Did you see any of the endless Dateline series where sexual predators show up to meet their teen Internet love interests only to be surprised to find themselves on way too candid camera?

Did you lie awake at night worrying about…the rights of the predators? Or whether it was fair to have cops waiting outside to arrest the scumbags after the TV confrontation?

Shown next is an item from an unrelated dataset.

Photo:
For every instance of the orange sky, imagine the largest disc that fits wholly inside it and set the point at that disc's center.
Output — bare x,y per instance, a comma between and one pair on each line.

That’s the sort of thing a writer for Columbia Journalism Review worries about: 

“The police busts are the emotional capper to the encounter, one that highlights the show’s uncomfortably close affiliation with law enforcement. On the first two ‘Predator’ stings, the show didn’t involve arrests, an omission that garnered complaints from viewers and cops alike. Though certain individuals from the initial episodes were subsequently prosecuted, the lack of police involvement from the outset made it hard to make cases that would stick. ‘The number one complaint from viewers was that we let them walk out,’ says Keller. Starting with the third show and in the five subsequent stings, police were waiting to take down the suspects. In our interview and in his congressional testimony, [on-air reporter Chris] Hansen is careful to refer to those arrests as ‘parallel’ police investigations, as if they just happened to be running down the same track as Dateline, but the close cooperation is always evident. At a time when reporters are struggling to keep law enforcement from encroaching on newsgathering, Dateline, which is part of NBC’s news division, is inviting them in the front door — literally. Hansen tried to deflect this criticism of the show by saying that the volunteers from Perverted Justice serve as a ‘Chinese wall’ between the news people at Dateline and the police.

“But as we’ve learned from recent corporate scandals, such Chinese walls are often made of pretty thin tissue. In the case of ‘To Catch a Predator,’ Perverted Justice does most of the groundwork preparing the shows and roping in the men. Initially, Dateline‘s responsibility was to cover the group’s expenses, procure the house and outfit it with hidden cameras and, of course, supply Chris Hansen and airtime. However, after the third successful ‘Predator’ show, Perverted Justice hired an agent and auctioned its services to several networks. NBC ended up retaining the group for a fee reported in The Washington Post and elsewhere to be between $100,000 and $150,000.”

Just as long as they put them away, I say.